Change

A letter from the publisher, Vivek Singhal, Technology Partner

For business, change is a fact of life. As technological advances bring us greater connectivity and increased communications, it is the rate of change that has become the phenomenon requiring focus and management.

As external market and economic pressures bombard your organization, it would seem that more organizations have found themselves in the “business of change.” Yet most of us do not see ourselves in this light. “I’m not in the ‘business of change,”‘ you might tell me, “I am in manufacturing!” In practice, however, it is a different story. We, as business leaders, find ourselves changing so much and so frequently that we often fail to see the effect our change has had on the organization before we impart a new one.

To prosper, business leadership needs to be cognizant of what change will ultimately mean to his or her organization. Will implementing a new technology bring a boon to productivity as touted? Or will it merely be part of another disappointing program to be replaced tomorrow by another? We need to remind ourselves that past failures will have an effect on the future success of change initiatives. Your employees have heard it before and tried it before and they can tell you, “Yeah, it’s just another program to do the same wrong things differently.” How will you make sure this time is different?

How is it that we come to manage change? Can it be managed? Or is implementation of change merely a means of coping? Faced with these questions, maybe we should start by considering the rate at which we expect our organization to change, and what kind of a culture would foster and adapt rapid changes in processes and practices.

Sometimes leadership needs to stop.

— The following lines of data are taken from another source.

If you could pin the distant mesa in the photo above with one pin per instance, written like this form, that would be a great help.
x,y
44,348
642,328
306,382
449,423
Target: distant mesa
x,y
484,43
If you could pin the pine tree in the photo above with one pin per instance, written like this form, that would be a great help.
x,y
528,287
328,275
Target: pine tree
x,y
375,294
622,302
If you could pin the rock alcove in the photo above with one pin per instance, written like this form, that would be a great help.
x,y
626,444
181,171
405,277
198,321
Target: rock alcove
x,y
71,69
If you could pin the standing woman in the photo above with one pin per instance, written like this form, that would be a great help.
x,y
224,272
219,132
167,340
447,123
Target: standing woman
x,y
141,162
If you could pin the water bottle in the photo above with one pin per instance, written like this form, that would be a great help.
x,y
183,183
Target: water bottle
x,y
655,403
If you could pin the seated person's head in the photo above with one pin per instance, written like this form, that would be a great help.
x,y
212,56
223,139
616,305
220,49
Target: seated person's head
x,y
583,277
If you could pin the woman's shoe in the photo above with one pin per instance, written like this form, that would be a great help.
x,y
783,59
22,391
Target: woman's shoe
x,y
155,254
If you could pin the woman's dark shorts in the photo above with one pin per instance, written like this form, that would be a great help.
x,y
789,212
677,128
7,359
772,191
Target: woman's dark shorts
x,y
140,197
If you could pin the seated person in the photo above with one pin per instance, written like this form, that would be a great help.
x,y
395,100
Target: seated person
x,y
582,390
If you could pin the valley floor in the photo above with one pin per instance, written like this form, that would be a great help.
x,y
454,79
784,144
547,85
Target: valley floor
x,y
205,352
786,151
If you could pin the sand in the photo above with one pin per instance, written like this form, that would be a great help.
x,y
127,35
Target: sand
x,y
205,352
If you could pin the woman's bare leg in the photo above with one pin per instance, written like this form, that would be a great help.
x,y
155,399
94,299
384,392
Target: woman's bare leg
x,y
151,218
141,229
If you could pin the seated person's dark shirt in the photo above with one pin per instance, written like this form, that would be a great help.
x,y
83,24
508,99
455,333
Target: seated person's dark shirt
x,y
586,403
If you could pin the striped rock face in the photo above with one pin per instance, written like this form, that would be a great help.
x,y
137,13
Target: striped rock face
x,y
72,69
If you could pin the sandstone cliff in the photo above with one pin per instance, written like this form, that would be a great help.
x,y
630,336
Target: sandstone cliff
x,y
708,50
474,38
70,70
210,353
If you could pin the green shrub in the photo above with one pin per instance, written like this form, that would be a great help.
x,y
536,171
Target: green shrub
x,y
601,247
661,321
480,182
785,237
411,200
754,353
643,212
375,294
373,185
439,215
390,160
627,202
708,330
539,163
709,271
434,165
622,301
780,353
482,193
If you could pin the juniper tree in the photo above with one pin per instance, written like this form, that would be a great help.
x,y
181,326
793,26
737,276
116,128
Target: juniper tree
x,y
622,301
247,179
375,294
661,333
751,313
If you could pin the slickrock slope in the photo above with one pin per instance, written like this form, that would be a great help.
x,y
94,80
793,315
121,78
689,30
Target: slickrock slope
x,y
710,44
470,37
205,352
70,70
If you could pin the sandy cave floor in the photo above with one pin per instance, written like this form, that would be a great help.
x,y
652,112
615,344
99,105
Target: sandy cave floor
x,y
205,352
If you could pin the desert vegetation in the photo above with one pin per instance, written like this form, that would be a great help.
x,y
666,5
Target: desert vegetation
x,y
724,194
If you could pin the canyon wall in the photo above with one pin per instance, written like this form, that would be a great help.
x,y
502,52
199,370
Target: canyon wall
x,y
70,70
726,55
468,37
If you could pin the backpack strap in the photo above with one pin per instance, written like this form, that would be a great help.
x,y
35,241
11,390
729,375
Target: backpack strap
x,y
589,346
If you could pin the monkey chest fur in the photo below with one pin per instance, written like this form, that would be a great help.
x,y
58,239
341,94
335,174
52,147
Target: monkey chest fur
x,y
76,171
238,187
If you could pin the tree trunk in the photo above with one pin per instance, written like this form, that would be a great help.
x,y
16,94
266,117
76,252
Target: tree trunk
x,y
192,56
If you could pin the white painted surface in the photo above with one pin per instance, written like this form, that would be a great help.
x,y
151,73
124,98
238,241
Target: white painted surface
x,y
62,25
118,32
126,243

Stop and look at what good, if any, has come of the change they have initiated throughout their organization. And they need to listen. Listen to what those within their organization who have had to deal with the change are saying.

Stop, look, and listen. Seems like something we were told to do years ago before crossing the street. Could managing change be that simple?

If it is, then why aren’t most of us more successful at it?

In Getting Results from Change Initiatives, we take a look at the role change plays in business and attempts to provide a check-list you can use to help maximize your potential for success in your role as change leader.